Sports

Blate’s teams ‘play up’ due to success

I remember watching the Yosemite girls basketball team play early in the season and my first thought was, ‘Oh my, this is going to be a long season.’

As the season went on, each player and the team as a whole began to play better ... and better. I should have known that would happen because Coach Gary Blate has been making average players good players for the past 15 years at YHS.

This past season Blate hit two milestones - his 500th win in his 30-year high school coaching career, and 300th win in his 15 years with the Lady Badgers. Add to that his 13th league championship in those 15 years. He has four section titles on his resume.

It was a very successful season for the Badgers, especially considering the team’s top four scorers were sophomores - playing in junior high just two years ago.

The team was co-NSL champions with Kerman and received the No. 6 seed in the Central Section’s D-II playoffs. In the playoff quarterfinals, the Badgers upset the No. 3 seed Monache High (1,800 students) on the road in Porterville, before losing, again on the road, in the Feb. 28 semifinal round to No. 2 Bakersfield High (2,800 students) - one win away from the section championship game at Selland Arena.

Yosemite, with a student enrollment of about 700 (down from 1,250 10 years ago) found themselves, once again, playing a much larger school as Bakersfield has four times the students as Yosemite.

After beating Yosemite, Bakersfield played at Selland Arena, losing to another Bakersfield school, Independence, with more than 2,000 students and now the winner of three straight D-II championships.

People often ask why a small school like Yosemite is in a division with much larger schools. It’s called “competitive equity,” with specific sports programs being moved up or down in divisions by their past and current success, or lack of. The CIF Central Section has moved away from school enrollments and towards “competitiveness” being the deciding factor in what division a particular team (not school) plays in - a philosophy that seems to be taking hold across the country. The only sport enrollment is considered is football.

An argument can be made that the Yosemite girls basketball team is “penalized for its success.” There are many small schools (primarily private) that are in D-I or D-II due to their dominance.

All schools in the section are evaluated every three years using a point system adopted by the Central Section’s Board of Managers (with representatives from all schools) to determine if the specific program should be ‘realigned’ up or down.

Central Section officials justify moving teams up or down in divisions by “competitive equity” based on a team’s competitive history. But the Yosemite girls basketball team has remained in D-II six years after its last appearance in a CIF section finals. In contrast, Madera and Sanger High schools, both with more than 2,000 students, have played in the D-III finals and earned trips to the state playoffs over the past few years. The Central Section needs to re-address the division Yosemite should be in.
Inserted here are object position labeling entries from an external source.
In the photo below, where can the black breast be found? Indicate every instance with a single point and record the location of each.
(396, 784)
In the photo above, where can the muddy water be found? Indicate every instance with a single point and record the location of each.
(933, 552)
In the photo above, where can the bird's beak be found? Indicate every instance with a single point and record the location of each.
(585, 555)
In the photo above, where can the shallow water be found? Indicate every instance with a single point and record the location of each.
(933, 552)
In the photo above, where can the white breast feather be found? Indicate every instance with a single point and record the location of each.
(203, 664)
There is no doubt this Badger team would have had a better chance to win a section title if they were playing schools with a similar enrollment. But school enrollment in deciding what division a team plays in is not a factor like it was 10 years ago. Section officials feel what is more important is competitive balance in the section.

The Badger football team had success this past season for two reasons - more athletic players on the field, but more because the school pulled out of the competitive North Sequoia League, opting to play schools with similar enrollments. It made for more wins and less injuries - and two D-V playoff games - a combination everyone seems happy with.

And this season’s volleyball team, with nine juniors and four sophomores, went to the second round of the D-III section playoffs before losing to Mission Oak (1,500 students).

Both Lady Badger teams (basketball and volleyball) will give fans plenty to cheer about next season. They will come back more experienced and more dedicated than ever. It would be nice to see them play smaller schools in the playoffs, but that will not happen until those programs have a dramatic decline in competitiveness - which we do not see happening.